¿uʍop ǝpısdn pɐǝɹ noʎ op ןןǝʍ ʍoɥ

No, I’m not going to do that to the whole post. But I just noticed that, when I read upside down, I more notice that I’m reading backwards, and it takes me a bit to realize that I could flip it around and read it forwards.

Yes, it’s M & P, but it’s a poll, so I thought I’d put it here.

Finally, I’ve found a good use for Control+Alt+Down Arrow.

I chose the first option because I can, easily. However, either that font sucks balls or I need new glasses because it’s very blurry. Maybe it’s my boyfriend’s monitor. I’m not used to his.

Pretty easily. I had the habit as a kid of reading my books upside down during class, which caused my teachers to think I was just goofing off. Quite a few times I had to read aloud with my book upside to prove that I could, and was, reading that way.
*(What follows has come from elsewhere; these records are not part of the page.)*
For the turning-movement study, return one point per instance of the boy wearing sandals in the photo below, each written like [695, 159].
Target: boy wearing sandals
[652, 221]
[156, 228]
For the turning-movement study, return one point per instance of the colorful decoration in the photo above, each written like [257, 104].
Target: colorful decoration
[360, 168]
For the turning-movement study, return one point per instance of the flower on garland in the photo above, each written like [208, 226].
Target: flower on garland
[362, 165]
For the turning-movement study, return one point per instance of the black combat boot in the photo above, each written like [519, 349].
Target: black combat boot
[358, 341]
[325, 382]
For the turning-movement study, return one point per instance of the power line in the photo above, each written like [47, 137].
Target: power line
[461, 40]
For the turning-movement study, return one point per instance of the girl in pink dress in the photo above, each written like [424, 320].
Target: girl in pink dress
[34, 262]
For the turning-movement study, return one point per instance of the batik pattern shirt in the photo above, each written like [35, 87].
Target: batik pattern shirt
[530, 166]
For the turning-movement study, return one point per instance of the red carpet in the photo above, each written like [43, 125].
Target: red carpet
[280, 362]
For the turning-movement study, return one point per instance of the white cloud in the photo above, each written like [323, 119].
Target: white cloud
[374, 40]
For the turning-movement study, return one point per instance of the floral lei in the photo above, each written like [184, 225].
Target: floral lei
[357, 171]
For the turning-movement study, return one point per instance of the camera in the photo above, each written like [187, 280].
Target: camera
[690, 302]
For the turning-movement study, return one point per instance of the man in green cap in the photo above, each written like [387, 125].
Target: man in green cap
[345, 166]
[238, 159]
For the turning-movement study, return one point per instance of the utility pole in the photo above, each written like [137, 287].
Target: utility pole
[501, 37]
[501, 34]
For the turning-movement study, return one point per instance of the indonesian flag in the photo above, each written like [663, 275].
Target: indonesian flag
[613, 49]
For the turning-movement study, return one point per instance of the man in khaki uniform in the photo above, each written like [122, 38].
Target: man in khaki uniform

As an economics teacher, I’ve learned to draw and label all the major economic models upside down, across a desk when tutoring. Compared to that, reading upside down is nothing.

I have to sit there and interpret it but I can do it.

Flashback to fourth grade. Our teacher was giving us a lesson with the help of overhead foils, and she was sitting next to my desk. The answer to a question she threw out was on the next slide, so I blurted it out without thinking. She looked at me and said: "You read that upside down and backwards." I guess I did. I never thought about it until then. I just did it.

I spent a lot of time in the principal’s office in high school. Reading upside down is a skill one acquires at such times. I’ve kept it up since because you never know when you’ll be able to use it and there’s no time to learn on the fly.

Cute!

My niece’s teacher told her parents that when she comes to a scary book she reads it backwards so it’s less scary!

I’m good at reading and writing upside down because I’m an English language teacher and often model handwriting or spellings for kids from the other side of their tables.

˙ooʇ uʍop ǝpısdn ʎןqɐssɐd ǝʇıɹʍ uɐɔ ı ˙ʇı ɥʇıʍ sɯǝןqoɹd ʎuɐ ǝʌɐɥ ʇ,uop ı

I chose the first option. I’m a teacher. Even if I hadn’t already been able to do so, I’d have been a fool not to practise until I could.

Pretty well but not quite as fluidly as right side up.

After I’ve seen that it’s upside down I can very nearly read it as well as if it were upside up.

Ah, but can you type upside down? :slight_smile:

My upside-down reading is slower than my upright reading, but it’s still faster than most peoples’ upright reading. I’ve never made an effort to cultivate the skill, but it does come in handy when teaching, as others have mentioned.

I have no problem reading upside-down . . . or even reading the label on an LP while it’s rotating.

I do well reading it when the type is normal, but I notice that in the poll the ‘g’ and ‘h’ in right are aligned oddly compared to how the would be on a sheet up paper turned upsidedown.

It’s really not that hard with a bit of practice

There’s a website that converts the text. The ‘upside-down’ letters are mostly extended Latin characters that are used in things like IPA, so they don’t necessarily align the same. Plus there are a few from other scripts (the upside-down g is some kind of Cyrillic letter, I think).

Ah, I was wondering how the heck you did that.